Выбрать главу

Но когда я прихожу домой и рассказываю о том, что увидел, поднимается жуткая кутерьма, все бегут на улицу, из города приезжает рабочий с длинными пилами, нам, детям, смотреть не разрешают…

И вот на этом месте истории я вдруг опомнился: ГОСПОДИ БОЖЕ МОЙ, У МЕНЯ ЖЕ НЕ БЫЛО НИКАКОГО СТОКГОЛЬМСКОГО ДЕТСТВА. Тем более в восьмидесятые годы прошлого века!

Человек впечатлительный сразу начал бы рассуждать о переселении душ и памяти прежней жизни. Но такие замысловатые объяснения, разумеется, ни к чему.

Просто подсознание, ненадолго предоставленное самому себе, начинает фантазировать. Создает себе некое тождество, приспосабливается к обстановке, услужливо порождает новые формы, чтобы заполнить внезапную пустоту, возникающую, когда мы забываем о повседневности.

По всей видимости, подсознание ничего так не страшится, как ощущения полного отсутствия тождества.

И потому оно услужливо сочиняло мне новую биографию!

(Голубой блокнот, II:4)
* * *

Шанс столкнуться с тем, что возымеет для нас значение, дается нам не однажды, а минимум раз двадцать, пока мы наконец не воспримем подсказку всерьез.

По крайней мере со мной всегда обстояло именно так.

А мы, пока есть возможность, уклоняемся.

Впервые я увидел Маргарет, должно быть, еще в реальном училище в Вестеросе. Я посещал пятилетнее училище, она — четырехлетнее. В четырехлетием учились главным образом дети из сельской местности, потому что им, понятно, было трудно годами ездить туда-сюда на автобусах и поездах и родители старались по возможности сократить срок обучения.

Те, что ездили в вестеросское училище из Сурахаммара, Хальстахаммара, Кольбека, Рюттерне и Стрёмхольма, были, пожалуй, чуть взрослее и чуть самостоятельнее нас, городских, и держались своей компанией, несколько особняком.

Тогдашняя Маргарет запомнилась мне худенькой, тихой, маленькой светловолосой девочкой, которая наверняка постоянно мерзла, ведь зимой она носила смешную вязаную шапку, натянутую глубоко на уши. Белокурые волосы можно было увидеть только в разгар весны.

С виду она казалась очень застенчивой.

В ту пору я интересовался совсем другой девочкой из ее класса, теннисисткой, с длинными темными волосами, большими глазами, уже развитой грудью и высоковатыми скулами, какие до смешного часто встречаются у уроженок Вестманланда. Имя ее я при всем желании вспомнить не в силах. Эта девочка и Маргарет дружили, во всяком случае, их часто видели вместе, совершенно непохожие, какими нередко и бывают подружки, одна — привлекательная, другая — вовсе невзрачная.

Маргарет как будто бы пыталась иной раз поболтать со мною, по крайней мере, она уверяла меня в этом все десять лет, что мы были женаты, но, по ее словам, я в упор ее не замечал.

Оглядываясь назад, я не могу отделаться от ощущения, что она попросту казалась мне чуточку, самую малость, противной. От нее веяло какой-то неловкостью, а может быть, я сам чувствовал себя рядом с нею не в своей тарелке.

Может быть, на деле эта неловкость притягивала меня?

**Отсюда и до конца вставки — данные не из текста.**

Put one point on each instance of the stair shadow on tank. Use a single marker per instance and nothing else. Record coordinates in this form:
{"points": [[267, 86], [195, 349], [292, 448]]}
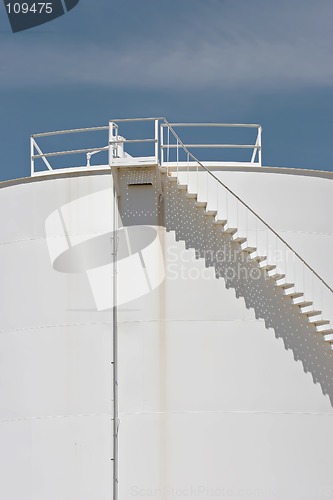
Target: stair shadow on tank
{"points": [[259, 292]]}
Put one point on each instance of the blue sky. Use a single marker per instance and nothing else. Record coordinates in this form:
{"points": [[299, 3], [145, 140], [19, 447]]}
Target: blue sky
{"points": [[262, 61]]}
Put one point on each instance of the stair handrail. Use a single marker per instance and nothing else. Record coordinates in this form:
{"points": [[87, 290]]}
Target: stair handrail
{"points": [[180, 143]]}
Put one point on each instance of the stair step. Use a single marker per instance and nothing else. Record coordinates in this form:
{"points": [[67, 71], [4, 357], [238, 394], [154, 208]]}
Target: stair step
{"points": [[268, 267], [295, 295], [324, 331], [319, 322], [277, 276], [220, 222], [305, 303], [311, 313], [284, 286], [328, 332]]}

Или я смутно угадывал, что когда-нибудь она будет значить для меня куда больше, чем в ту пору?

Единственное, что мне отчетливо запомнилось с тех времен, это моя яростная, но совершенно тайная ненависть чуть ли не ко всему миру: к учителям, школе, одноклассникам, — в общем, ко всему миру, ведь, как мне представлялось, он был настроен ко мне до невозможности враждебно, так и норовил унизить меня, поставить на место, и всегда по праву сильного.

А эта маленькая, светловолосая, какая-то беспомощная девочка казалась такой же угнетенной, как я, наверняка такой же подавленной, как я. И хорошо, черт побери, что я не считал ее особенно интересной! Мне требовались раскрепощенные люди!

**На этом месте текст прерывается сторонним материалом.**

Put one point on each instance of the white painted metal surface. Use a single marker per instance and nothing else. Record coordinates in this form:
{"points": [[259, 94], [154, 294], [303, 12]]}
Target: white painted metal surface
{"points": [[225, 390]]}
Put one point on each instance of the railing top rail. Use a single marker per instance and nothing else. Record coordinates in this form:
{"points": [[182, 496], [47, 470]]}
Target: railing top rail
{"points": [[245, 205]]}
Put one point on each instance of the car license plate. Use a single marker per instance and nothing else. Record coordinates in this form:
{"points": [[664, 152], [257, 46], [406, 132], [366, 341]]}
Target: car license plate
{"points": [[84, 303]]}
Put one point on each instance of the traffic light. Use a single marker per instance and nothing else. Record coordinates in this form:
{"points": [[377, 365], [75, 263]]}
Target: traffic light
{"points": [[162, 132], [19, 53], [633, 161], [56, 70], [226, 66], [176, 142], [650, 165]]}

Когда я приехал в Упсалу и записался в семинарию, большинство моих приятелей давно успели обосноваться в городе, а я довольно долго был в армии, проходил на флоте унтер-офицерскую подготовку, и, когда поступил в семинарию, все, кого я знал по Вестеросу, уже учились в университете.

Маргарет поступила в семинарию год спустя.

Встретились мы на танцах. Вряд ли я собирался приглашать ее, но по какой-то причине все-таки пригласил.

Вот тогда-то я и ощутил исходившее от нее удивительное чувственное тепло. Мы танцевали, тесно прижавшись друг к другу.